The Fortinet Q4 Global Threat Landscape Report notes that the sophistication of attacks targeting organisations is accelerating at an unprecedented rate. While digital transformation is reshaping business on the one hand, on the other it is opening up the attack surface for cybercriminals to take advantage of new, disruptive opportunities to attack.

Anton Jacobsz, managing director at value-added distributor, Networks Unlimited, which distributes Fortinet throughout Africa, says, “Cyber attackers are making use of newer swarm-like capabilities, while simultaneously targeting multiple vulnerabilities, devices, and access points. This combination creates rapid threat development that is becoming increasingly difficult for many organisations to defend against. Organisations need to adopt strategies based on automation and integration to address these problems of adversarial speed and scale.”

The threat data in the Fortinet Q4 Global Threat Landscape Report reinforces many of the predictions unveiled by the Fortinet FortiGuard Labs global research team for 2018, which had previously predicted the rise of self-learning hivenets and swarmbots, as clarified in a blog entry which noted that: “…cybercriminals will eventually replace botnets built with mindless zombie devices with intelligent clusters of compromised devices to create more effective attacks.
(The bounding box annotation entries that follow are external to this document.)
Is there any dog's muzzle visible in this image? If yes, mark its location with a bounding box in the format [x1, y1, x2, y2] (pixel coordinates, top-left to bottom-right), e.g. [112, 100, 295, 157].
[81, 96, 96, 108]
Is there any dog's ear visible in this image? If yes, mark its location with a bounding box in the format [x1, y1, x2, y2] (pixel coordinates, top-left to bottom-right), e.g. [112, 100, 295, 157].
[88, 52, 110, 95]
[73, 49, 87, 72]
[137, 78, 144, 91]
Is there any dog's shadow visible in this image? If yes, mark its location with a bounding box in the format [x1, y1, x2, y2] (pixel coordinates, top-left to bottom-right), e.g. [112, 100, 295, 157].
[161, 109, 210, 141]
This would be a hivenet instead of a botnet. It would be able to use millions of interconnected devices, or swarmbots, to simultaneously identify and tackle different attack vectors, enabling attacks at an unprecedented scale…

“…unlike individual zombies, individual swarmbots are smart. They are able to talk to each other, take action based on shared local intelligence, use swarm intelligence to act on commands without the botnet herder instructing them to do so, and recruit and train new members of the hive. As a result, as a hivenet identifies and compromises more devices it will be able to grow exponentially, and thereby widen its ability to simultaneously attack multiple victims.”

Deeper analysis into the Fortinet Q4 Global Threat Landscape reinforces this earlier insight. The report detected an average of 274 attacks per surveyed firm, which was a significant increase of 82 percent over the previous quarter. The number of malware families also increased by 25 percent (to 3,317) and unique variants grew 19 percent (to 17,671). This indicates a dramatic growth in volume as well as a significant evolution in the malware itself. Organisations must safeguard their networks and data from this onslaught of attacks coming from both corporate and employee devices.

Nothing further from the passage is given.